Practitioners who have experience will allow for this, (or not, whichever the case may be) in strategies for helping people.  And because of our training in this field, where we feel that our gut reaction is always of value, we may also feel that our own first thought is important and place a lot of emphasis on its usefulness.

But in making an important decision, as leaders have to do, our first thought might not always be the one that will work out well.  It may emanate from deep in our unconscious, but in so doing there is a danger that it may be generated by our emotional reaction to the subject under consideration, or our – as yet unconsidered – prejudice.

However when we are patient and consider different aspects as well as allowing different parts of our mind come into play, we have  a better chance of coming up with thoughts that are developed, mature and possibly a lot more helpful.  The reason for this is that the brain is always making connections so it can take us by surprise if we are open to it.

We need time to think about the second thought too, and ponder previous mistakes, recognise them, and curtail the natural desire that we all have to declare the job done and move on to the next thing.  

In my opinion (and experience) a golden rule of leadership is not to go with the first thought – always allow the problem to ferment away in the unconscious.  It’s the same process that helps us figure out a solution to a crossword puzzle, or remember the name of a film star that we can’t think of, but that comes to us the next day.

Leaders everywhere who take their responsibilities seriously often agonise over many different dilemmas involving competing priorities and while advice and support can be sought and acted upon in decision making the decision is the leader’s and the leader’s alone.

5.3.8.7 Find The Gap

Finally in this Sub-Chapter on Reflection I would like to note the difference between reflection and continually looking inward.

Reflection is necessary to ponder on our doubts, difficult decisions, questions, and dilemmas of leadership, not to lose ourselves in some self-serving short-sighted obsession with a particular issue.

In reflecting we may allow doubts, dilemmas or new perspectives, to emerge. Reflection assists us in addressing them directly, honestly, and courageously, and seeking answers that are congruent with our value systems and the value systems of our organisations.

The best answers are often found when we rid ourselves of distractions ….. and peer pressure.

Reflection seems to have found its way into our lives.  The idea of young people taking a gap year is surely a sign of this, and it is also, of course, a sign of our overall wealth and prosperity.

I am sure that those who toiled endlessly to scrape a living on the land or went down into the mines to extract coal to earn a pittance to feed their families had little appetite to part-fund (or, more likely, fully fund) their older teens or young twenty-somethings through a gap year!

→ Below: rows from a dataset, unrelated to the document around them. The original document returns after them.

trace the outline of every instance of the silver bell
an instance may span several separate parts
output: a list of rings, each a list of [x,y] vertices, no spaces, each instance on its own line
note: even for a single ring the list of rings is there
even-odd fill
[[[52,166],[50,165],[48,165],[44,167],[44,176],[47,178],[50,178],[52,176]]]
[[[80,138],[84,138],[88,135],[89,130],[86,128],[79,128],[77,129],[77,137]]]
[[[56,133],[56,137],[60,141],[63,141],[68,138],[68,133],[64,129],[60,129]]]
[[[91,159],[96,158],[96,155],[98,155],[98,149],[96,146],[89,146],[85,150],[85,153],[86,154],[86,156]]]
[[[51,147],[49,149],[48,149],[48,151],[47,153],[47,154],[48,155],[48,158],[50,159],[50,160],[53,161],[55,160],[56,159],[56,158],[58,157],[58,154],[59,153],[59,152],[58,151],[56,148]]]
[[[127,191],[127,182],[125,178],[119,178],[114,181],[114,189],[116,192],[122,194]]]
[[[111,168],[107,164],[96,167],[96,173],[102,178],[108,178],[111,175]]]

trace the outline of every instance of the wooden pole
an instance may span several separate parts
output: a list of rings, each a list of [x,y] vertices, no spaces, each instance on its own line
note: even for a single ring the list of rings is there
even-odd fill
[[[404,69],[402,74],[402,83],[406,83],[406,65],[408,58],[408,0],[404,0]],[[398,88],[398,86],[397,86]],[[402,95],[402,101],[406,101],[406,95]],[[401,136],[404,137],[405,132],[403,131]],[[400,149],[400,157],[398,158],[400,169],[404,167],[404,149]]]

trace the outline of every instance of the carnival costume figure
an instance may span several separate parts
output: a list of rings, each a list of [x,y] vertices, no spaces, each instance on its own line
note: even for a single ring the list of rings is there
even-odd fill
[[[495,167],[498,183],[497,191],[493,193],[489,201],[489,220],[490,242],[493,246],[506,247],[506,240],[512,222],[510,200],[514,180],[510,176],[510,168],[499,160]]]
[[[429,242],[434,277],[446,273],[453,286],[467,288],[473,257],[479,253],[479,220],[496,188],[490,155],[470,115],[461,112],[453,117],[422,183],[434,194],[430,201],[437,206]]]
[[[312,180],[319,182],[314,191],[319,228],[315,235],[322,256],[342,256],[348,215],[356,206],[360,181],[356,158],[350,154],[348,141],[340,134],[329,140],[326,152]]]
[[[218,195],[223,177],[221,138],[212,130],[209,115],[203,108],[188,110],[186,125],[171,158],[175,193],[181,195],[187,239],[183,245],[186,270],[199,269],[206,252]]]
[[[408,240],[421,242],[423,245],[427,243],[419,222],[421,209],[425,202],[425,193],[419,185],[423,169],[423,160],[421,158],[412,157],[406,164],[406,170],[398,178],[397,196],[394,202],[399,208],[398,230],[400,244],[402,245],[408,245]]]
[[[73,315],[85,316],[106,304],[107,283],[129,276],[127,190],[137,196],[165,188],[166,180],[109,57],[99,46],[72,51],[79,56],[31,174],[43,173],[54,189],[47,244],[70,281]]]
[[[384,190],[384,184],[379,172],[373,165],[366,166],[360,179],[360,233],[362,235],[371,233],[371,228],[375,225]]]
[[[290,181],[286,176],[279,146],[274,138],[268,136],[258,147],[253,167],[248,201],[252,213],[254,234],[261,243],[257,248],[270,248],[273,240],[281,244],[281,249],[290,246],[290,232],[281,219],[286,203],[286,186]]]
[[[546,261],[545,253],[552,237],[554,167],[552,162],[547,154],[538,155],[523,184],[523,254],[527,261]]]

Nowadays it is seen to be a way of taking time out to reflect, to find out what we might be good at, or what interests us, so that we can get a job and have a career in something that we enjoy.

And who could argue with that? 

Leaders need to take time to find gaps in our busy schedules so that we can find ourselves, and focus on our own thoughts, removing ourselves from others’ wisdom and/or others’ convenient truths.

A bit like the white noise that I described earlier, taking time alone removes us from the clutter of living so we can hear our own thoughts and voice.

And sometimes gaps can be found in real time.

One way that I find gaps is to do routine tasks – tasks that do not require too much cognitive or emotional energy.  I find that doing such tasks also assists in the humility department.